# Public Speaking



## Squizzy (Dec 21, 2004)

I am an idiot, why did I take this class? I thought it might help me but my anxiety is off the charts. We have to talk for 5-8 minutes each speech. Has anyone else gotten through this class? Please, if you have any advice :nw


----------



## Guest (Aug 29, 2006)

I have done it. It is pretty tough. I could do the scripted speeches okay, but I choked on some impromptu speeches we had to do. It was kinda embarassing, but it did help my public speaking a bit.


----------



## smalltowngirl (Feb 17, 2006)

I took that class. It was required or else I wouldn't have took it. I found that most of the people in the class were nervous. My advice would be to practice your speech out loud over and over before you give it. I made my mom listen to my speeches. When she got tired of it, my cat always made an excellent listener (except when she fell asleep. :b ) 
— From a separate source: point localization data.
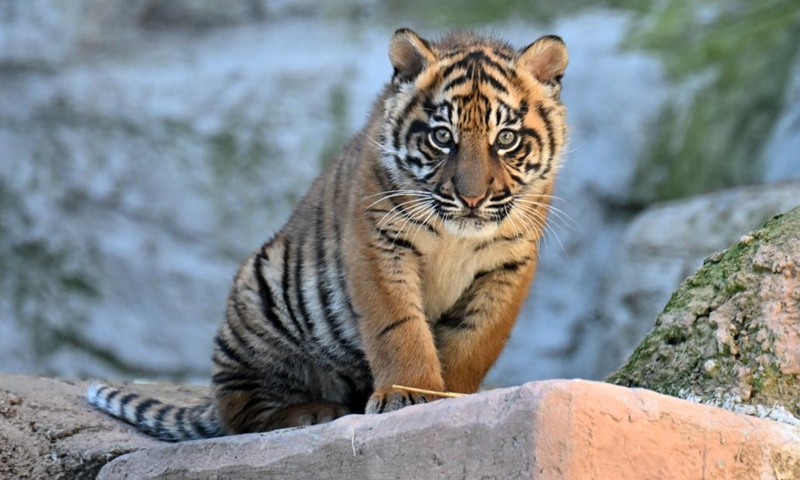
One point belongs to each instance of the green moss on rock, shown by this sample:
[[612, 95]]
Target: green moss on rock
[[732, 330]]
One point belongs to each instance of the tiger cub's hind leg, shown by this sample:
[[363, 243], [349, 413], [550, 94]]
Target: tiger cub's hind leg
[[246, 413]]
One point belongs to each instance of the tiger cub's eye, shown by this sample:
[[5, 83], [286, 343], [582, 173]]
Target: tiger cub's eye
[[442, 137], [506, 138]]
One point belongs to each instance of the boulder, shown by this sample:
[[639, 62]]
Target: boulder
[[730, 334], [660, 248], [543, 430]]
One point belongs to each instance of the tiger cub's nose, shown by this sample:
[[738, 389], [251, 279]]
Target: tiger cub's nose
[[472, 202]]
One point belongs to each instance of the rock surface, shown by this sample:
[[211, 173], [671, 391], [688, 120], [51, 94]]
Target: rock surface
[[731, 332], [543, 430], [662, 246]]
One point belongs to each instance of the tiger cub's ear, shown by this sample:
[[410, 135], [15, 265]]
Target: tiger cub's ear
[[545, 59], [409, 54]]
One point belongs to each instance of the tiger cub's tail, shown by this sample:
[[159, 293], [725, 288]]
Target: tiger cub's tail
[[165, 421]]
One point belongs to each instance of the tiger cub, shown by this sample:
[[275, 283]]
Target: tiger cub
[[406, 262]]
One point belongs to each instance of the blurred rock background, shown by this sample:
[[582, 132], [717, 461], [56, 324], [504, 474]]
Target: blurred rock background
[[147, 146]]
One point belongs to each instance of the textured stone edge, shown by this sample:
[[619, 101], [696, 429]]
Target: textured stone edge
[[542, 430]]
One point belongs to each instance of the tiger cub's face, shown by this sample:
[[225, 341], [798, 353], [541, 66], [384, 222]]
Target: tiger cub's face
[[473, 128]]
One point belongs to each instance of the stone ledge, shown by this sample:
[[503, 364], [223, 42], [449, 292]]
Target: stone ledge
[[545, 430], [560, 429]]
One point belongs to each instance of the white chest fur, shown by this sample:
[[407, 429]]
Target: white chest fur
[[448, 268]]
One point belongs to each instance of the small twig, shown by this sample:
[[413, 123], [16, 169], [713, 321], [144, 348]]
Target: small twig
[[430, 392], [353, 439]]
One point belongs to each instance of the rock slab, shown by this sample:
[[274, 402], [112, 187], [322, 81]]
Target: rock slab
[[544, 430], [561, 429], [48, 431]]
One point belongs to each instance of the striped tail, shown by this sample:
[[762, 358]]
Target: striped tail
[[165, 421]]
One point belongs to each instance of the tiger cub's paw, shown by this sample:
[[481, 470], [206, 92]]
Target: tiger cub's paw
[[390, 399]]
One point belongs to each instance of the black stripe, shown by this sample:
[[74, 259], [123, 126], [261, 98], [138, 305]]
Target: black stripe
[[400, 121], [324, 287], [455, 82], [228, 351], [339, 255], [267, 299], [486, 77], [455, 319], [127, 399], [393, 325], [285, 289], [180, 423], [544, 113], [394, 239], [142, 409], [162, 413], [111, 397], [516, 178], [305, 316]]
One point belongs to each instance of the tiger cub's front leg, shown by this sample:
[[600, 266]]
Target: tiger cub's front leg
[[396, 337], [471, 335]]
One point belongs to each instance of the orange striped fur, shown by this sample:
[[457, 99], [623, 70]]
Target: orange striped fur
[[407, 261]]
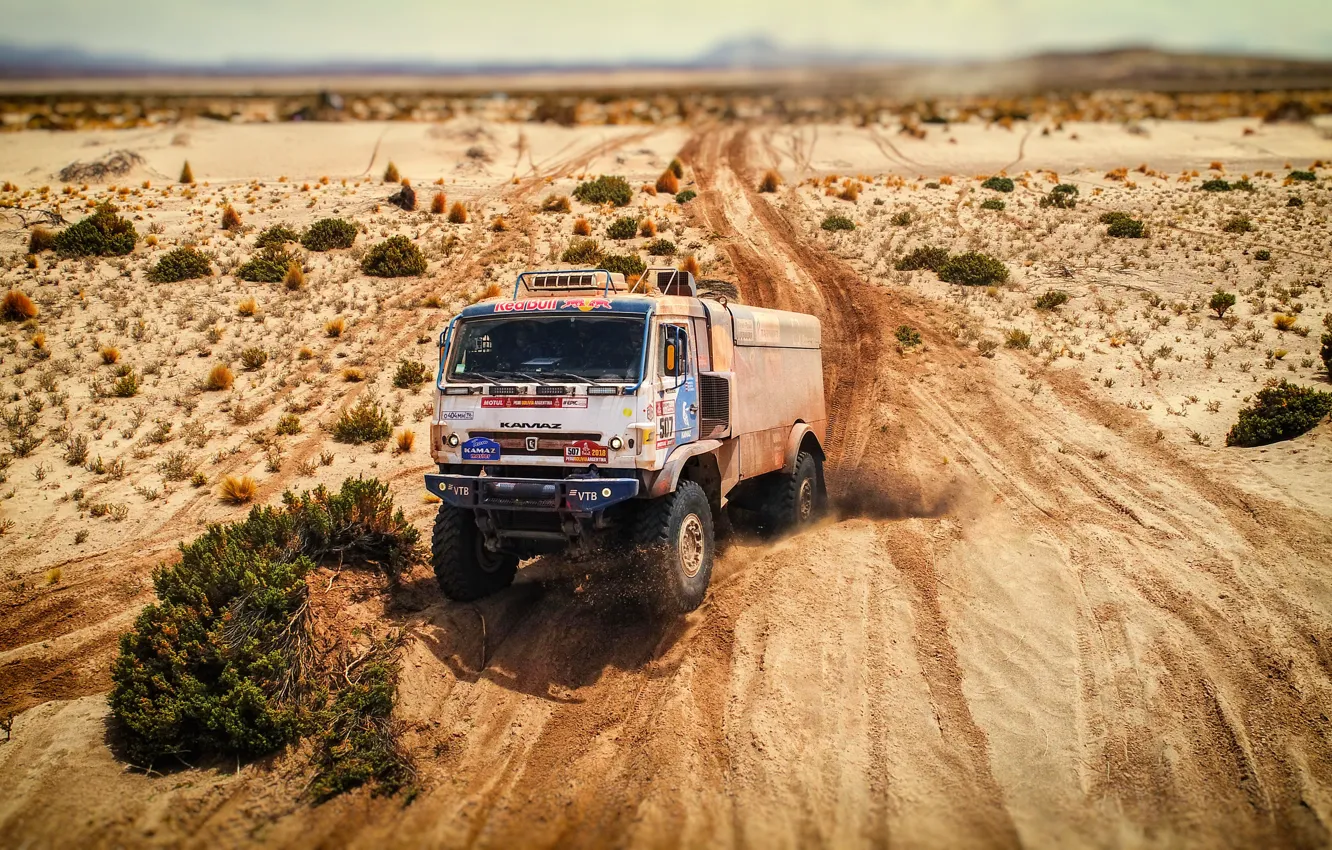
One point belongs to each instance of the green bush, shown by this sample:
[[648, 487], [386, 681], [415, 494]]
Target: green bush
[[1222, 301], [1238, 224], [624, 264], [973, 269], [276, 236], [1052, 299], [100, 235], [268, 265], [329, 233], [410, 375], [365, 423], [582, 252], [1282, 411], [180, 264], [394, 257], [838, 223], [625, 227], [221, 664], [1122, 225], [605, 189], [927, 257]]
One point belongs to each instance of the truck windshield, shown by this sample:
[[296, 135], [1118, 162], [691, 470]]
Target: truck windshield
[[536, 348]]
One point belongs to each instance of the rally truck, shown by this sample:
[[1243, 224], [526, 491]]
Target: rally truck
[[582, 412]]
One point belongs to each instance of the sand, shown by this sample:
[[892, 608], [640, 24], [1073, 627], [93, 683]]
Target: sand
[[1052, 609]]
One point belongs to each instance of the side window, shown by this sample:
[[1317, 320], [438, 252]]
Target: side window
[[674, 351]]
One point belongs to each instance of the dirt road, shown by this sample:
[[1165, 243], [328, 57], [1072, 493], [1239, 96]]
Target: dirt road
[[1031, 624]]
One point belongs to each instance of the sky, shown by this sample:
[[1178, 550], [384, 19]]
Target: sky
[[569, 31]]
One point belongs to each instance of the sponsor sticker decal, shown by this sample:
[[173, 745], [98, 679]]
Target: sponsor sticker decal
[[480, 449], [509, 401], [586, 452]]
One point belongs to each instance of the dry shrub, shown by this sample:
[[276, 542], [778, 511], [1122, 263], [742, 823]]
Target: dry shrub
[[17, 307], [667, 183], [219, 377], [237, 490], [405, 440], [231, 219], [295, 277]]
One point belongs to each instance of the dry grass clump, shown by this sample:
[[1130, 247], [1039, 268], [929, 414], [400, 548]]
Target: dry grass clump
[[41, 239], [237, 490], [295, 277], [219, 379], [667, 183], [17, 307], [405, 440], [231, 219]]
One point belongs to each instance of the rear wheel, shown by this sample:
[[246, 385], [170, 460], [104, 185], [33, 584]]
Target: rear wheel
[[794, 500], [465, 569], [675, 536]]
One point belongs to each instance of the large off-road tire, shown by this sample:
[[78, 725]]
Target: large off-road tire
[[795, 500], [675, 538], [465, 569]]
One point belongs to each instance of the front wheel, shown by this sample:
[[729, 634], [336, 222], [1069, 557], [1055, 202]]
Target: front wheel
[[465, 569], [675, 536]]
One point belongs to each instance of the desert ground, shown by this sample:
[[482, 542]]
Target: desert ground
[[1050, 608]]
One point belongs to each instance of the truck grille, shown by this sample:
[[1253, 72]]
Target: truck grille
[[714, 401], [549, 444]]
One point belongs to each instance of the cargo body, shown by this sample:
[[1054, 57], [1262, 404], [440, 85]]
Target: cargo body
[[581, 408]]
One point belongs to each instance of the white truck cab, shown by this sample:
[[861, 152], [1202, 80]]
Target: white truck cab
[[582, 407]]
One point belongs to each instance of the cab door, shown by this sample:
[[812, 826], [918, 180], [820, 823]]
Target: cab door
[[677, 403]]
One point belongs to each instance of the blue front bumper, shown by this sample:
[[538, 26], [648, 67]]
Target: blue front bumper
[[568, 494]]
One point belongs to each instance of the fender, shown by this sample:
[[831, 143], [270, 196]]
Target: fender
[[793, 445], [669, 474]]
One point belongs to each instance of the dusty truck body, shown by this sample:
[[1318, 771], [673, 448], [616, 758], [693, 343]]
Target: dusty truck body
[[581, 408]]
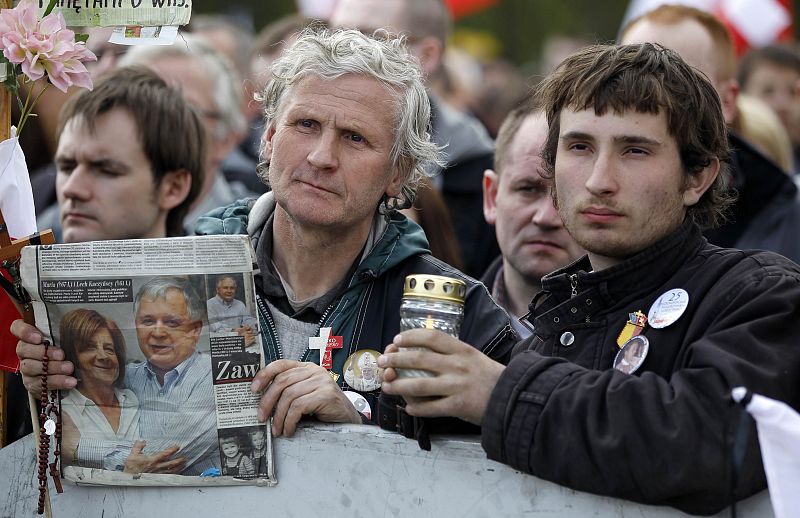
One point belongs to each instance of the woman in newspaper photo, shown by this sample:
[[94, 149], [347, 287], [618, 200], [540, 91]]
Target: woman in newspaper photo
[[99, 406]]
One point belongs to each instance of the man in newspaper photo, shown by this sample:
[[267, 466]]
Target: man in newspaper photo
[[228, 314], [173, 388]]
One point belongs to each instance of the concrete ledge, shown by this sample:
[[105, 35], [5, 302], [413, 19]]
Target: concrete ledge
[[341, 470]]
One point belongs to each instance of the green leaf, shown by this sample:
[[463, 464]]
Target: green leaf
[[50, 7]]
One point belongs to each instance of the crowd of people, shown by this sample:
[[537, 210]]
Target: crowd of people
[[632, 220]]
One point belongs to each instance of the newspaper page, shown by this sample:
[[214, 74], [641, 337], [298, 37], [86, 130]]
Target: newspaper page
[[106, 13], [164, 337]]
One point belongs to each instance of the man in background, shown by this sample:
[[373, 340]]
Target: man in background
[[466, 145], [766, 214], [517, 201]]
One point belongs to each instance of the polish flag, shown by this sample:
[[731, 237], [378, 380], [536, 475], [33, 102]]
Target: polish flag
[[752, 23], [16, 204]]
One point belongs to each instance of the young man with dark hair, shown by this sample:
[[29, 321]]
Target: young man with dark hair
[[772, 74], [517, 201], [637, 149], [129, 160]]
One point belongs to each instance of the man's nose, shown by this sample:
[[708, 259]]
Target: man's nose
[[159, 329], [602, 180], [323, 154], [546, 215], [77, 184]]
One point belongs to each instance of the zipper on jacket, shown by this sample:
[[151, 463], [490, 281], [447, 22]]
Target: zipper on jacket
[[262, 307]]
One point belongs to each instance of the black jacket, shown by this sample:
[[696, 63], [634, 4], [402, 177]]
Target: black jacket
[[367, 312], [660, 436]]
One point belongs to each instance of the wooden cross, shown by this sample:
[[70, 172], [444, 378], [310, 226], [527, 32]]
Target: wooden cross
[[9, 261]]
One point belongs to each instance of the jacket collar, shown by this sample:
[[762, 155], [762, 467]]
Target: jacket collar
[[643, 272]]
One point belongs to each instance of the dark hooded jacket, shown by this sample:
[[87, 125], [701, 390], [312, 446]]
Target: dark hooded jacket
[[663, 434]]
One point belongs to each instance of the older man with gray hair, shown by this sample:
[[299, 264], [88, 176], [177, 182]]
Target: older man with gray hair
[[346, 143]]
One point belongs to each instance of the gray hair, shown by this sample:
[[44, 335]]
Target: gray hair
[[330, 54], [227, 84], [157, 288]]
Props help (takes the focus off of you.)
If you really want people's eyes off of you, see if you can do a powerpoint or insert movie clips. :banana 
Oh, and notecards are always helpful in case you get stuck.


----------



## salty (Mar 21, 2006)

i took public speaking, voluntarily even! i thought it might help my sa, and it might have a little bit. 
i think the best thing about the class is that i got to pick the topics of my speeches; i was more comfortable about things i knew about. 
our speeches were never more than 5 minutes, but i actually did a speech about the clash (the band) that lasted 13 minutes! :fall


----------



## beckjcream (Feb 20, 2005)

i took it this past summer. personally i found that it wasn't as bad as i thought. after the first few speeches where i was very nervous my anxieties lessened with each further speech. and yes pretty much everyone in that class is nervous about speeches so you arent alone.


----------